The study found that ACE inhibitors were the first antihypertensive drug prescribed to 48% of patients, compared with 17% of patients who were first prescribed thiazide diuretics. Yet patients who were first treated with thiazide diuretics had 15% fewer heart attacks, hospitalizations for heart failure, and strokes compared with those treated with other first-line therapies. In addition, patients first treated with ACE inhibitors had higher rates of 19 side effects compared with thiazide users.
The study also found that non-dihydropyridine calcium channel blockers were less effective than all of the other first-line drug classes.
“With LEGEND, we have found a way to fill in the gaps left by randomized, controlled trials and help guide physicians in their clinical decision making,” says Hripcsak.
The paper, “Comprehensive comparative effectiveness and safety of first-line antihypertensive drug classes: a systematic, multinational, large-scale analysis,” was published in The Lancet.
Dr.

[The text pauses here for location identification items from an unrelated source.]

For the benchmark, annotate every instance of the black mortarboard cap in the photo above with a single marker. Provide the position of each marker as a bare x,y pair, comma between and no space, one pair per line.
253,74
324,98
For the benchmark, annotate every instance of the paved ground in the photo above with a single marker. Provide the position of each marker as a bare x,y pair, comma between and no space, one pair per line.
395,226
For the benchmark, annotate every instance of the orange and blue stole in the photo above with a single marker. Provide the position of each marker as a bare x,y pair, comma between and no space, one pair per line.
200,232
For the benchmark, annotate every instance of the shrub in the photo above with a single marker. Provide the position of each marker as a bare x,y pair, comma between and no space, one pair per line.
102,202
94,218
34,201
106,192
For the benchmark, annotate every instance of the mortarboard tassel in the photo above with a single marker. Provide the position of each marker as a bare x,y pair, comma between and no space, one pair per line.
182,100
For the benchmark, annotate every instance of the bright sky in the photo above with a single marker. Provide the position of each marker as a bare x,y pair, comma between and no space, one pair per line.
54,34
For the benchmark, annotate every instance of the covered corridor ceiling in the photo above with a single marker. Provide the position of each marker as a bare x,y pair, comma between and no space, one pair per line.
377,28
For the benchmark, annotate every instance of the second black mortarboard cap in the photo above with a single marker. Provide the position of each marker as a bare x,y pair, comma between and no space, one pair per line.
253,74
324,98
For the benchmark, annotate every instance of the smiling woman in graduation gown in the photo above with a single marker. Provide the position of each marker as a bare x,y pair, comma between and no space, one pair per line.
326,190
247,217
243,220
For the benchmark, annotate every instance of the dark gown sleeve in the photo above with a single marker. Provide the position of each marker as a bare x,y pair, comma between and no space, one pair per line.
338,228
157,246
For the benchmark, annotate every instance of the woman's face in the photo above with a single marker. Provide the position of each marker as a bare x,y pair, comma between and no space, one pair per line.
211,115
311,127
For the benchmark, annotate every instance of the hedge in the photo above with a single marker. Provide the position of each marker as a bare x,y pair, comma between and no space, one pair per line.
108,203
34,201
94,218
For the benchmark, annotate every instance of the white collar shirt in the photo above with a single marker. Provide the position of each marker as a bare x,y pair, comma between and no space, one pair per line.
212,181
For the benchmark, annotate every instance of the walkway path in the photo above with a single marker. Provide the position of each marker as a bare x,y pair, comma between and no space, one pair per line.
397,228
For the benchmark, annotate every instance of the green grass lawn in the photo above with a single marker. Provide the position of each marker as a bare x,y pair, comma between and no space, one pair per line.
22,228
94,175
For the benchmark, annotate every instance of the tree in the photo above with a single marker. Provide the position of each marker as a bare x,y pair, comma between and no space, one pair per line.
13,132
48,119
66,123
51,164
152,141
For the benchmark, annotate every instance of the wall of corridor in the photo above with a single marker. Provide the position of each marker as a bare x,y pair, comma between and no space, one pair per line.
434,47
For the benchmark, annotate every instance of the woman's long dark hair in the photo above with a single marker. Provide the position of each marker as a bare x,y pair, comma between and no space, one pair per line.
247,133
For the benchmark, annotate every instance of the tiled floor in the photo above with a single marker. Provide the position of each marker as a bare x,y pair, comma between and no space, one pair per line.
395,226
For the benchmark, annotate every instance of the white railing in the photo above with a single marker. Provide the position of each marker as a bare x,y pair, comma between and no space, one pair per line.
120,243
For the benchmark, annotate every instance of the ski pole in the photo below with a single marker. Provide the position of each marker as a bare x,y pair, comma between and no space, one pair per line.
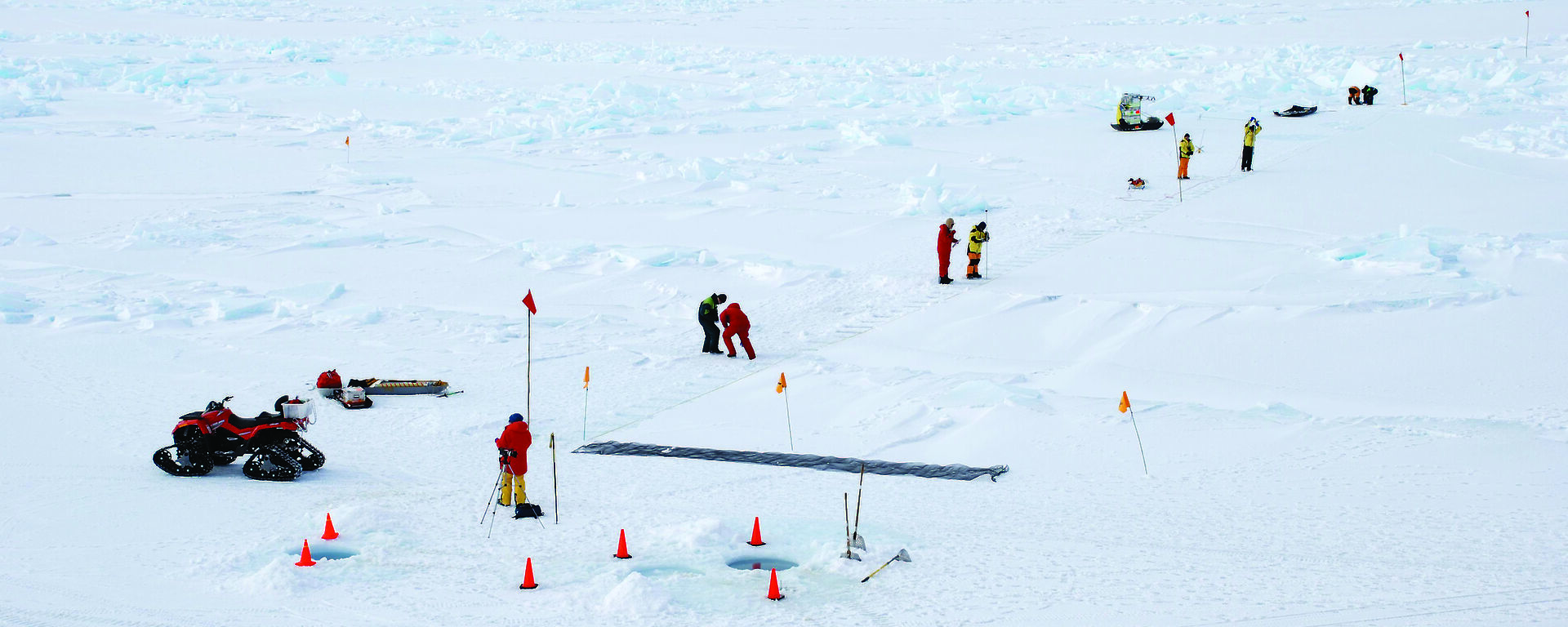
555,487
858,492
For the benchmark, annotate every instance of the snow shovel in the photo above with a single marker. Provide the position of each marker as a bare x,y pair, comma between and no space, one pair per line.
903,555
849,545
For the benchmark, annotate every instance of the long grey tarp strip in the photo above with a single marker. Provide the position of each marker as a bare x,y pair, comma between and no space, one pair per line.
797,460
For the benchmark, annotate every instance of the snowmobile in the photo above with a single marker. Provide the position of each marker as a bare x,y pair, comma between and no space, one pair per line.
1297,112
1129,113
216,436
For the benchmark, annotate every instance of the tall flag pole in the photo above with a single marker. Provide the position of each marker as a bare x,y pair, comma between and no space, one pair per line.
783,388
528,301
1402,93
1126,408
1172,119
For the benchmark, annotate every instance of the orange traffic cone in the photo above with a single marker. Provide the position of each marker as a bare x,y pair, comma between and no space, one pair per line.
528,577
773,585
621,552
305,555
756,533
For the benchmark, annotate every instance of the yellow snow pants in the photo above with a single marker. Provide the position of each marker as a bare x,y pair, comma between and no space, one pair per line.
510,483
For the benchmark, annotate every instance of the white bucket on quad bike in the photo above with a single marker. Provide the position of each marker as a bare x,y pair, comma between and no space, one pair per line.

Hripcsak is the Vivian Beaumont Allen Professor of Biomedical Informatics at Columbia University Vagelos College of Physicians and Surgeons.
Additional authors: Marc Suchard (University of California, Los Angeles), Martijn Schuemie (UCLA and Janssen Research and Development, Titusville, NJ), Harlan Krumholz (Yale University School of Medicine, New Haven, CT), Seng Chan You (Ajou University School of Medicine, Suwon, Korea), RuiJun Chen (Weill Cornell Medical College, New York, NY) Nicole Pratt (University of South Australia, Adelaide, Australia), Christian Reich (Real World Analytics Solutions, Durham, NC), Jon Duke (Georgia Tech Research Institute, Atlanta, GA), and David Madigan (Columbia University, New York, NY).
The study was supported by the U.S. National Science Foundation (IIS 1251151), National Institutes of Health (U19 AI135995 and R01 LM006910), and an Australian National Health and Medical Research Council grant (GNT1157506), Janssen Research and Development, IQVIA, and the Australian National Health and Medical Research Council.
Patrick Ryan is an employee of Janssen Research & Development, a subsidiary of Johnson & Johnson. David Madigan receives personal fees from Simon Greenstone Panatier, Williams Hart, Lieff Cabraser, and Lanier Law firms. Additional disclosures are included in the paper.